Composto in Cina ben 500 anni prima della nascita di Cristo, questa "Arte della guerra" rappresenta il più antico trattato di strategia militare. Il suo contenuto ha influenzato ampiamente nei secoli la filosofia orientale, e oggi questo testo viene utilizzato nelle scuole di management in tutto il mondo. Perché Sun Tzu non si limita a dare precetti per sconfiggere i nemici sul campo di battaglia. Ma ci insegna a gestire i conflitti in modo profondo e non distruttivo, perché anche nella nostra vita quotidiana "la miglior battaglia è quella che vinciamo senza combattere".

 

Dong Yue, IL SOGNO DELLO SCIMMIOTTO, I pipistrelli, Marsilio, 1992

Il Sogno dello Scimmiotto, scritto nel 1640, prende spunto da una delle più famose opere della letteratura cinese, Il viaggio in Occidente di Wu Cheng’en (1500,1582), ispirata a sua volta a un fatto reale, l’avventurosa spedizione in India del monaco Xuanzang alla ricerca di testi buddhisti. Su Xuanzang, sul suo viaggio e sui leggendari suoi compagni, tra i quali il più famoso è appunto lo Scimmiotto, fiorì una grande tradizione orale e scritta. In questo romanzo, che lo vede protagonista, lo Scimmiotto sembra assommare in sé tutte le qualità complesse e contradditorie dell’archetipo: è insieme animale uomo demone dio. E il suo viaggio pieno di peripezie tra il meraviglioso e il verosimile, è un viaggio allegorico che si configura come uno smarrimento della mente e del cuore e un conseguente, faticoso cammino verso l’illuminazione. Il travagliato pellegrinaggio verso la salvezza e la verità diventa però anche un’esplorazione profonda della psiche, che tradisce un’inquietudine esistenziale e un malessere morale molto vicini alla sensibilità moderna. Avventure picaresche e fantasie erotiche, frammenti di storia e satira politica, massime moralistiche, metafore, allegorie, segnano le tappe di una ricerca che può essere letta e interpretata anche come un viaggio all’interno dell’io.

 

Matteo Ricci, DELL’AMICIZIA, Quodlibet, 2005           

Il "Dell'amicizia" (Nanchang 1595) è la prima opera in cinese composta da Matteo Ricci. Per mezzo di essa, presentando in 100 sentenze tratte dai classici antichi il pensiero dell'Occidente sull'amicizia, Ricci intendeva mostrare che la civiltà cinese e quella europea coincidevano su temi fondamentali.

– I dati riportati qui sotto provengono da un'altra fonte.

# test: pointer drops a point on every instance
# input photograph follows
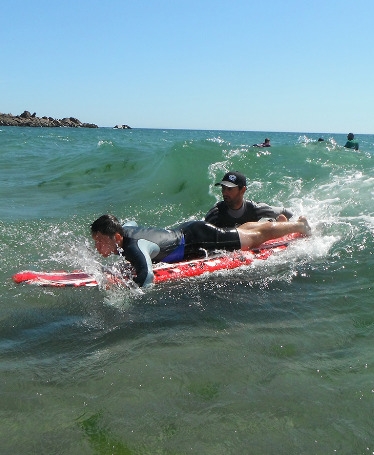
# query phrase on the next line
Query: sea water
(274, 358)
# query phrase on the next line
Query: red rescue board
(163, 272)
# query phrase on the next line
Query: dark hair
(107, 225)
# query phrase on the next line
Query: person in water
(266, 143)
(351, 143)
(142, 246)
(235, 210)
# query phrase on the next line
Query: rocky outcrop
(27, 119)
(122, 127)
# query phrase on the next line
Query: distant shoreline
(28, 119)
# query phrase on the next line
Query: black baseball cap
(233, 178)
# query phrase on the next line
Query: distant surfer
(142, 246)
(235, 210)
(351, 143)
(266, 143)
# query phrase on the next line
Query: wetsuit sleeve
(136, 253)
(267, 211)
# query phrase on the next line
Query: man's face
(233, 196)
(104, 244)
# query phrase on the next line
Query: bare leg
(251, 238)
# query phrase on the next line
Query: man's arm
(138, 253)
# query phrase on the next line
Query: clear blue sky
(270, 65)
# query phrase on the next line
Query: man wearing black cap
(234, 210)
(351, 143)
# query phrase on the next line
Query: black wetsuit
(142, 246)
(221, 216)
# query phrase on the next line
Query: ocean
(274, 358)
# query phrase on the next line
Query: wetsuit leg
(199, 234)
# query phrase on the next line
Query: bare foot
(306, 228)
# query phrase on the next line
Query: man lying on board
(234, 210)
(141, 245)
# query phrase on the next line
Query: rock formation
(27, 119)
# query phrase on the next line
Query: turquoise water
(276, 358)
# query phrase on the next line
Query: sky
(242, 65)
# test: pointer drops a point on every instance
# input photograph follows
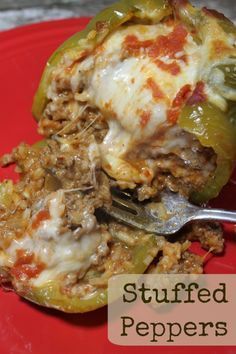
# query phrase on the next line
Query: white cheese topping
(117, 85)
(60, 251)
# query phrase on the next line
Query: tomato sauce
(41, 216)
(198, 94)
(181, 97)
(162, 46)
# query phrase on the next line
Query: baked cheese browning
(141, 103)
(142, 116)
(161, 50)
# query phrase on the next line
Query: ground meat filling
(69, 161)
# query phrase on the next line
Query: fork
(165, 217)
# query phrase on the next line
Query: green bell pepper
(50, 294)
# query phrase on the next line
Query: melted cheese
(59, 251)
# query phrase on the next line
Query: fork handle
(215, 215)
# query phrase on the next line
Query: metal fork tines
(165, 217)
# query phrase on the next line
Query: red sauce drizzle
(173, 68)
(198, 94)
(178, 102)
(168, 45)
(41, 216)
(25, 266)
(145, 118)
(156, 90)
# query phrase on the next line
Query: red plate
(26, 328)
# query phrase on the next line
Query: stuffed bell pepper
(142, 100)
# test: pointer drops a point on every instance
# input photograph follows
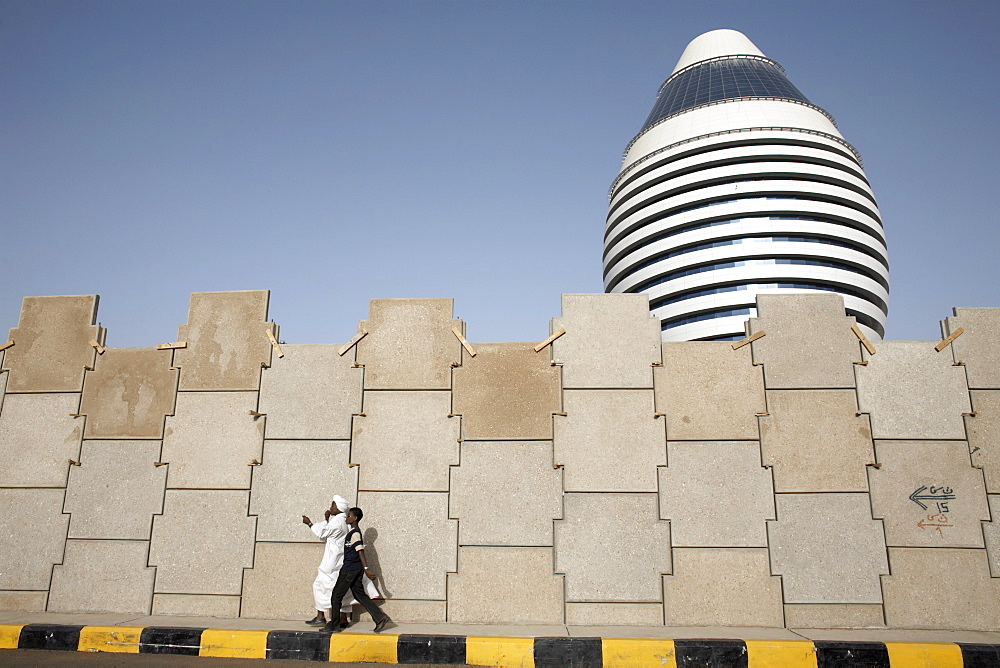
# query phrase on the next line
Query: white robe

L'opera stupì la Cina e conobbe un grande successo: Ricci aveva compreso che la sua missione e il tentativo di accendere il dialogo tra Oriente e Occidente potevano costruirsi unicamente sul saldo fondamento della conoscenza reciproca e dell'umana amicizia. In questa edizione vengono pubblicati - oltre alla ristampa dell'edizione cinese a stampa con traduzione italiana a fronte - il testo autografo della redazione italiana di Ricci.